The numbers on the Wikipedia page are a little messed up, so you can't do apples-to-apples comparisons. You'd need to go to the actual payload planner's guides to see what the performance is to what orbits. Here are the guides:
Delta IV Launch Services User's Guide
Proton Launch System Mission Planner's Guide
A Proton launch to a LEO with the launch site inclination (51.5°) is 23 t. A Delta IVH launch to a LEO with the launch site inclination (28.7°) is 28.79 t. Quite a bit more. The 23 t on the Wikipedia page is for a Delta IVH launch to a polar orbit (90°), at 23.56 t. So you would expect the Delta IVH to also deliver quite a bit more to GTO or TLI.
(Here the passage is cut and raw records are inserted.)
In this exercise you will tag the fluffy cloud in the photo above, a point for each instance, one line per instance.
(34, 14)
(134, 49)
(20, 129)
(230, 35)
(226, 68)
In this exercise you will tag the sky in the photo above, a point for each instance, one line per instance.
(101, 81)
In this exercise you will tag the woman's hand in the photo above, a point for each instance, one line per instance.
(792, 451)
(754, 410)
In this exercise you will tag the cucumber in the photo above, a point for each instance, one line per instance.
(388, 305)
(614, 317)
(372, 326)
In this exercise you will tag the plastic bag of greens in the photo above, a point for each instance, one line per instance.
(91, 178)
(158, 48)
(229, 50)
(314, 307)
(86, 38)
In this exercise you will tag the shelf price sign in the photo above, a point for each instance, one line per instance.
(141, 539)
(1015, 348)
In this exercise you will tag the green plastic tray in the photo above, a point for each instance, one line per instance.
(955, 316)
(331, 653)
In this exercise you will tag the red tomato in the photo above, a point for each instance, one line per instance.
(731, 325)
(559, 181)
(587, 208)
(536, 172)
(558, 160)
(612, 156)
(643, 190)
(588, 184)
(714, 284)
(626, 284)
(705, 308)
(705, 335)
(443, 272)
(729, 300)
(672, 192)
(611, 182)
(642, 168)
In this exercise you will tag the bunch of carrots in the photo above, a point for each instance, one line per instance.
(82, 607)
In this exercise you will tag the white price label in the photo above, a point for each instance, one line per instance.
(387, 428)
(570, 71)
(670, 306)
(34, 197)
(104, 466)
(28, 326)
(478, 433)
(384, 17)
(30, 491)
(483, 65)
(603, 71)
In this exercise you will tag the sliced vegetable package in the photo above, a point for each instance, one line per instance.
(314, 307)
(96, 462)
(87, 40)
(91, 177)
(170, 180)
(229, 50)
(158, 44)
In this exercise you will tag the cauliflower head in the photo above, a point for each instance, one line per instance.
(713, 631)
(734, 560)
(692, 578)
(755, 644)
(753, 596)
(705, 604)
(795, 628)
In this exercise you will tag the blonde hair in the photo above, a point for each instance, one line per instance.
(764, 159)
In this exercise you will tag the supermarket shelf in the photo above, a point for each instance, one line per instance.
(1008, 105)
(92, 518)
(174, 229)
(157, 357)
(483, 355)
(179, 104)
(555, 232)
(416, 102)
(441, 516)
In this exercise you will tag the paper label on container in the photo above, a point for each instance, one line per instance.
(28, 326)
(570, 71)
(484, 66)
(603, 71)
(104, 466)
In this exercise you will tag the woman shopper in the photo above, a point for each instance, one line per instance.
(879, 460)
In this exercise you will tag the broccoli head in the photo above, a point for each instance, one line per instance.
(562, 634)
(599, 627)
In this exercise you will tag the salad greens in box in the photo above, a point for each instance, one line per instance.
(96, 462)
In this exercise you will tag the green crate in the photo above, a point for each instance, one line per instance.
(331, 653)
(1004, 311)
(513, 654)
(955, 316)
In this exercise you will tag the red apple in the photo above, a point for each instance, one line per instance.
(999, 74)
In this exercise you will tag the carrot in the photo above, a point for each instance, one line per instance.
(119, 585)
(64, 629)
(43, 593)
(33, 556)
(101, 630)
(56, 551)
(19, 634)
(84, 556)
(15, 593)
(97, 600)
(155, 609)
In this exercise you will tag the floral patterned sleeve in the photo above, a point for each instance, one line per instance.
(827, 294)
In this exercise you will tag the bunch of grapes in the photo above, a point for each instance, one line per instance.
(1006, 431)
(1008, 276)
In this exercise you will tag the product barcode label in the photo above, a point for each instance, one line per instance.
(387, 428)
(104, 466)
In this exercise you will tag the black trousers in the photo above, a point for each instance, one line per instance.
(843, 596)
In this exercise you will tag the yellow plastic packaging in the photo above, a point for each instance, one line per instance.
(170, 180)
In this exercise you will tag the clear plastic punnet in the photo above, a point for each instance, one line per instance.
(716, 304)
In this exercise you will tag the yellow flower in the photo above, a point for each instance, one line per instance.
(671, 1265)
(You said GEO, but you must mean GTO, since launch vehicles rarely if ever deliver a spacecraft all the way to GEO -- they drop off the spacecraft in GTO, Geosynchronous Transfer Orbit, which has an apogee around GEO and a low perigee).
What's more, the Proton is handicapped with a launch site so far to the North. Large plane change maneuvers are required to reduce the inclination of the orbit to drop off the spacecraft closer to (but still not at) the GEO inclination of 0°. This figure from the guide shows how large the plane change is:

The 6.92 t GTO figure for the Proton is a drop off to a 31.1° inclination orbit, with a perigee at 2175 km. That leaves 1800 m/s to the spacecraft to get to GSO.
The Delta IVH delivers 14.22 t to a 27° orbit, requiring essentially no plane changes to get there, with a 185 km perigee leaving 1804 m/s to the spacecraft to get to GSO.
The Proton is even further handicapped by a lower Isp upper stage (the Бриз-М or Breeze-M) using storable propellants, as compared to the Delta IVH upper stage using LH2/LOX. So there will be lower performance for the Proton as compared to the Delta IVH when boosting past LEO, even if they were at the same starting point in orbit and mass.